Facebook CEO Mark Zuckerberg testified before Congress last year. Photo: Zach Gibson/Getty Images
Facebook CEO Mark Zuckerberg is trying to get ahead of global efforts to regulate the platform by proposing his own rules, while a top policy exec dismisses calls to break the company up.
Why it matters: Zuckerberg will likely be making the rounds in Washington to talk to lawmakers about the ideas he proposed in a Saturday op-ed, top policy exec Kevin Martin told Axios in an interview.

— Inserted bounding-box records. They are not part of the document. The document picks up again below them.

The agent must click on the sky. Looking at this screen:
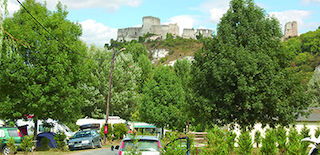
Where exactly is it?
[8,0,320,46]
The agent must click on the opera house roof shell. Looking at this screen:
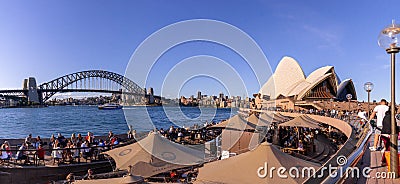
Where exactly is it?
[259,56,357,101]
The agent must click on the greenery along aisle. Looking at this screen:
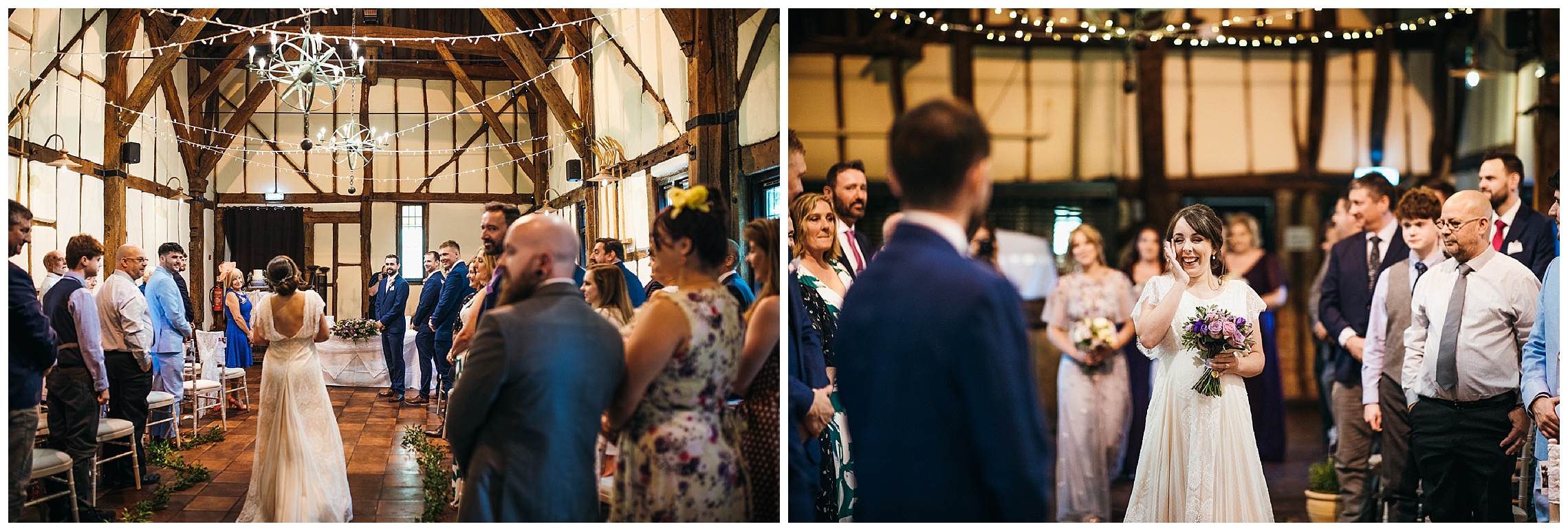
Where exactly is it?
[402,424,452,523]
[119,426,223,523]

Martin said drastic regulatory actions, such as splitting Facebook apart, won't solve issues around privacy and the spread of harmful content.
What they're saying: Martin, Facebook's vice president of U.S. public policy and also former chairman of the Federal Communications Commission under George W. Bush, said consumers wouldn’t benefit from regulators splitting Facebook up from its subsidiaries Instagram and WhatsApp.

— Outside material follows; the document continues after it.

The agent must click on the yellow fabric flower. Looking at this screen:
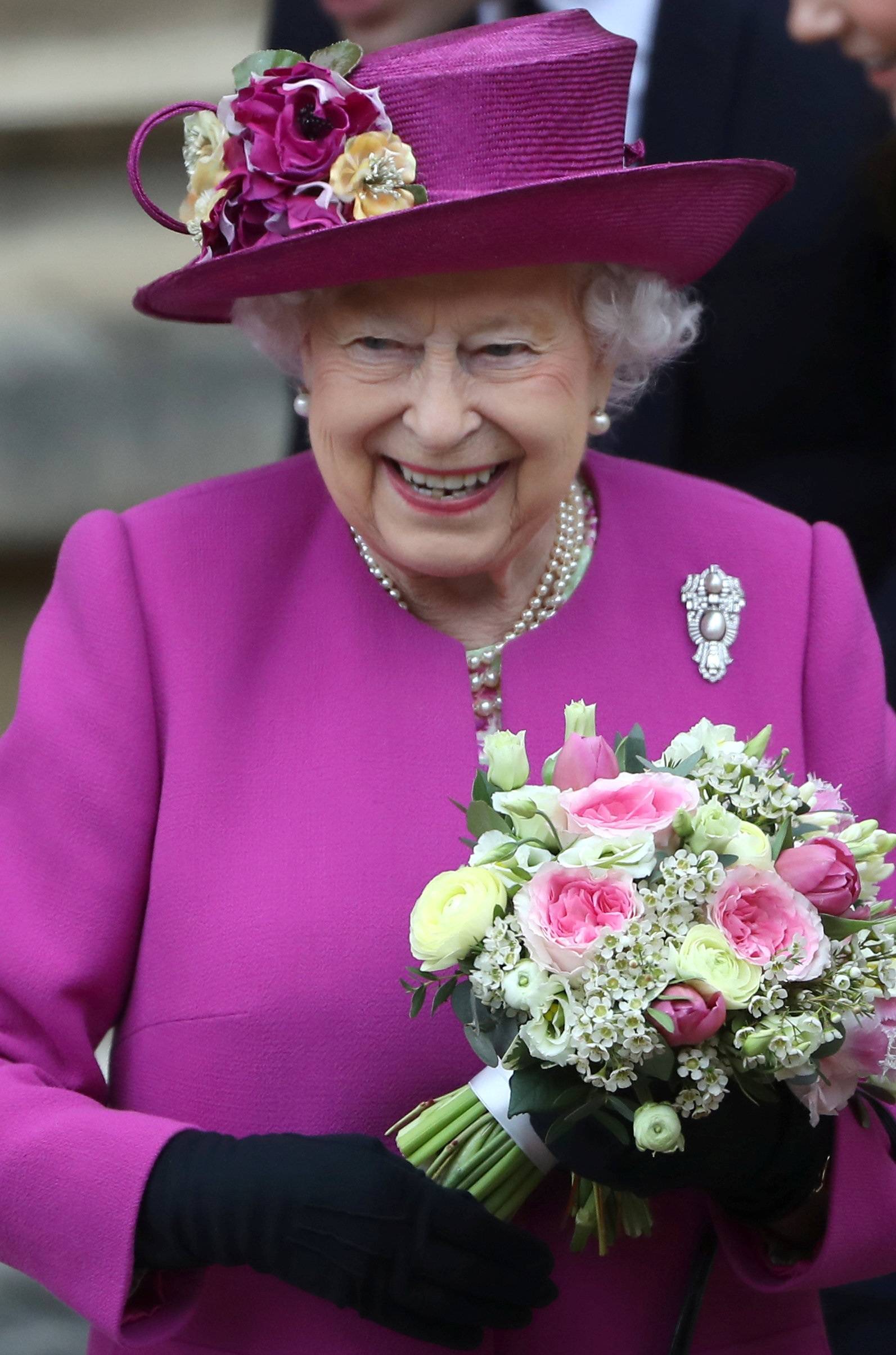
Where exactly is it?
[330,132,417,221]
[179,109,228,240]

- "I think that from a consumer benefits perspective, that consumers receive lots of benefits by the fact that the companies are owned by one company," he said.
- A Facebook spokesperson said benefits of its size included the ability to devote significant resources to safety and product development, and more reach for individuals and small businesses.
Martin also said breaking Facebook up wouldn't do much to address the issues plaguing the platform:
"And I think that to the extent that there are concerns about some of the specific issues, like the content issues, or our use of data, I think we should try to address those directly, but I'm not sure that proposals to break up any particular company in and of themselves are going to address any of the policy concerns around privacy or content moderation or how we should approach elections."
- Still, global policymakers are increasingly recognizing the need for more regulation of online platforms, particularly around data collection and the spread of malicious content.
- Zuckerberg said in his Washington Post op-ed that these issues should be addressed with tailored regulation or, in the case of "harmful content," industry self-regulation in the U.S.
The call to regulate content alarmed conservatives concerned about government censorship. Martin said critics have nothing to fear.
- "In the United States, what Mark is talking about trying to do is have some kind of greater industry standards bodies, to be able to both harmonize the approach of the different companies to similar sets of issues, and also to make sure that consumers are able to be better informed by the consistency across the board," he said.
- "But Mark hasn't called for government regulation at all in the United States, and recognizes and appreciates and supports the continued protection of the First Amendment," he said while noting regulators around the world may be more involved in policing content.
Details: Martin compared the proposed standard-setting body to the Motion Picture Association of America's system for rating movies or the Financial Industry Regulatory Authority, the private organization that supervises the securities industry.
- In-depth conversations about such a body haven't happened yet among major platforms, he said. He noted that internet companies already coordinate on policing some harmful content.
Yes, but: Facebook is against efforts to limit the legal protections for user-contributed content that are embodied in section 230 of the Communications Decency Act.
- Martin said doing so “has the potential to really inhibit and hamper that continued innovation” and that it “wouldn’t address some of the problems” with harmful content, since companies wouldn’t be working from a common set of standards.